Культурология. Дайджест №4 / 2017 - стр. 23
Жан-Жак Руссо широко известен не только как писатель и философ, но и как автор первой французской комической оперы «Деревенский колдун» (Фонтенбло, 1752), созданной по канонам оперы-буффа, и как автор нескольких музыкально-эстетических трудов.
В своих работах по музыкальной эстетике он доказывал, что между интонациями речи и мелодией существует связь и именно речевые интонации придают выразительность и нравственную силу музыке. Участвуя в знаменитой «войне буффонов», Руссо решительно встал на сторону приверженцев итальянской оперы. (В то время, по свидетельству Д’Аламбера, слово «буффонист» было синонимом республиканца.) Считая итальянский язык идеально приспособленным для музыки, Руссо полностью отказывает в музыкальности французскому языку, что становится основным тезисом всей его критики музыкального искусства Франции. «Я утверждаю, – пишет Жан-Жак, – что для всякого, кто не лишен вкуса и любви к искусству, французская музыка, перемешанная с танцами (балету Руссо вообще отказывает в праве на существование, так как это искусство ничему не подражает. – С. Г.) и чудесами, будет делать французскую оперу самым унылым зрелищем, какое можно представить» (12, с. 248). Это утверждение, однако, ни в коей мере философ не относит к своей опере «Деревенский колдун». Автор никогда не переставал ей восхищаться: «Совершенная согласованность слов и музыки, тесная связь составляющих оперу элементов, строгое единство, которое делает “Деревенского колдуна” наиболее цельным из всех известных мне в этом жанре произведений, – привлекают к нему симпатии людей со вкусом» (12, с. 276). Для Руссо один из главных критериев художественной ценности – простота и безыскусность; именно эти качества, подчеркивает он, отличают его сочинение от других произведений оперного жанра. «Эта музыка обладает такой простотой, я бы сказал, такой правдивостью, какой нет среди наших современных музыкальных произведений. Она не только не нуждается в трелях, переливах и цветистых украшениях, но вовсе не терпит всего этого» (12, с. 277).
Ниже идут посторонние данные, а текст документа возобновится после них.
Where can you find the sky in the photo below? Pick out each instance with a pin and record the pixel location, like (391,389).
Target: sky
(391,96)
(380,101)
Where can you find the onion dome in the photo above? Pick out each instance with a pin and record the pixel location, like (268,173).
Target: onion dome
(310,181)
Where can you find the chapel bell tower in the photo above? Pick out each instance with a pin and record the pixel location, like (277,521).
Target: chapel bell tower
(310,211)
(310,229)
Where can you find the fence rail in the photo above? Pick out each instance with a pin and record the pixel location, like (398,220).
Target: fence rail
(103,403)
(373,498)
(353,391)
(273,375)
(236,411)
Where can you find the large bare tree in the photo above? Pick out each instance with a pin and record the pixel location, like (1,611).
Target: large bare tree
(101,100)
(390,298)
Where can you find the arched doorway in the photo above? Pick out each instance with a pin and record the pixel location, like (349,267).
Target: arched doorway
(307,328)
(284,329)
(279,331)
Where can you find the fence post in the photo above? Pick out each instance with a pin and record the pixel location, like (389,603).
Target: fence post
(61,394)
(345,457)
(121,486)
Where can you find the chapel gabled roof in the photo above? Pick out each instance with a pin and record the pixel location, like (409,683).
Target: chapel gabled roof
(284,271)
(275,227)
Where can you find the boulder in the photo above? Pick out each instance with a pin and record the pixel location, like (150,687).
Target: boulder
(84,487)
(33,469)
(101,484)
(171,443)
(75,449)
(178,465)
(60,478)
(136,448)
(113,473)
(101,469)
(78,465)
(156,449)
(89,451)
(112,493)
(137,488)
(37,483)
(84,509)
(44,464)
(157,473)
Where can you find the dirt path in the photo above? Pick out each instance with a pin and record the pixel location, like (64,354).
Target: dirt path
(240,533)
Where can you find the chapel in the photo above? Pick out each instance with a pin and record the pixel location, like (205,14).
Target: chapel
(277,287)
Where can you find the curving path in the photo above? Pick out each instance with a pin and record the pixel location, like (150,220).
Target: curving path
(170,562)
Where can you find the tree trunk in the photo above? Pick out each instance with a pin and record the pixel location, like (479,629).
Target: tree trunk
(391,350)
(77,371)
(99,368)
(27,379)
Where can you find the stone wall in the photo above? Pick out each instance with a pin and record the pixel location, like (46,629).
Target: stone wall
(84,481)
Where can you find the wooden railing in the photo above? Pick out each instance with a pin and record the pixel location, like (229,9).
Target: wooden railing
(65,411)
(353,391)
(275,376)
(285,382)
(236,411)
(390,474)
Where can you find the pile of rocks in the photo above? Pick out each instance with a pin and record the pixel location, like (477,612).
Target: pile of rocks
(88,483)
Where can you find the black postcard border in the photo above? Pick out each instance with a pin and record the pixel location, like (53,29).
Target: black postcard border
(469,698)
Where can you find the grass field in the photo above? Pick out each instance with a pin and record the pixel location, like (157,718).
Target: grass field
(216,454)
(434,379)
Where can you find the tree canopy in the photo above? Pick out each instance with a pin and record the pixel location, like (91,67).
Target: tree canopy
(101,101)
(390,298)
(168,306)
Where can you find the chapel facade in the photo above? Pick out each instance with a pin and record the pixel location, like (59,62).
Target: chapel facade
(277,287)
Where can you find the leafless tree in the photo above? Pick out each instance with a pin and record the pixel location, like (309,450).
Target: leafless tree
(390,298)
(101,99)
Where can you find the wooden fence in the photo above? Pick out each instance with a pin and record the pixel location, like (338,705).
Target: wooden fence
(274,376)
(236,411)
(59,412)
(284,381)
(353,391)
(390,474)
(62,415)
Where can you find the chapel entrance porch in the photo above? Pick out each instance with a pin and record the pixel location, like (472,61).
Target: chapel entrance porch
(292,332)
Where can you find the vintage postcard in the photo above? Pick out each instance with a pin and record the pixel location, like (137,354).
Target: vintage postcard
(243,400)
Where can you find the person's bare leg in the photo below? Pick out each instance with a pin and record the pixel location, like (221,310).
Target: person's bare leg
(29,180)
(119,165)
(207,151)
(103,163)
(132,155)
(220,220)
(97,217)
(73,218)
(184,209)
Чтобы уберечь людей от дурных поступков, нужно, говорит Руссо, «занять их пустяками… нужно развлекать, а не поучать» (курсив мой. – С. Г.) (8, с. 98). Вот почему он против всяких «ухищрений» в искусстве: «…эти двойные мотивы, эти жеманные басы, эти контрафуги – всего лишь бесформенные чудовища, внушительные памятники дурному вкусу, которые нужно сослать в монастырь, как в последнее прибежище» (12, с. 253).
В полемике с Рамо женевский философ яростно отстаивает примат мелодии над гармонией: «Когда подумаешь, что из всех народов на земле, которые имеют музыку и пение, европейцы – единственный народ, знающий гармонию и аккорды и находящий это смешение приятным; что мир существует столько веков и ни один из народов, у которых искусства процветали, не знал гармонии; что ни одно животное, ни одна птица, ни одно существо в природе не издает никакого аккорда, кроме унисона, и не знает никакой музыки, кроме мелодии; что ни восточные языки, столь звучные и музыкальные, ни слух греков, столь нежный и чуткий и столь искусно упражняемый, не привели этих чувственных и страстных народов к нашей гармонии; что и без нее музыка их имела столь чудесное воздействие, тогда как наша с ее гармонией – столь слабое, когда, говорю я, обратим внимание, на все это, становится трудно от подозрения отказаться, не есть ли вся наша гармония не что иное, как варварское и готическое изобретение, на которое мы никогда не решились бы, если бы к настоящим красотам искусства и музыки, действительно естественной, мы были бы более чувствительны. Однако г-н Рамо полагает, что гармония является источником истинных музыкальных красот, чему противоречат факты и разум» (8, с. 439).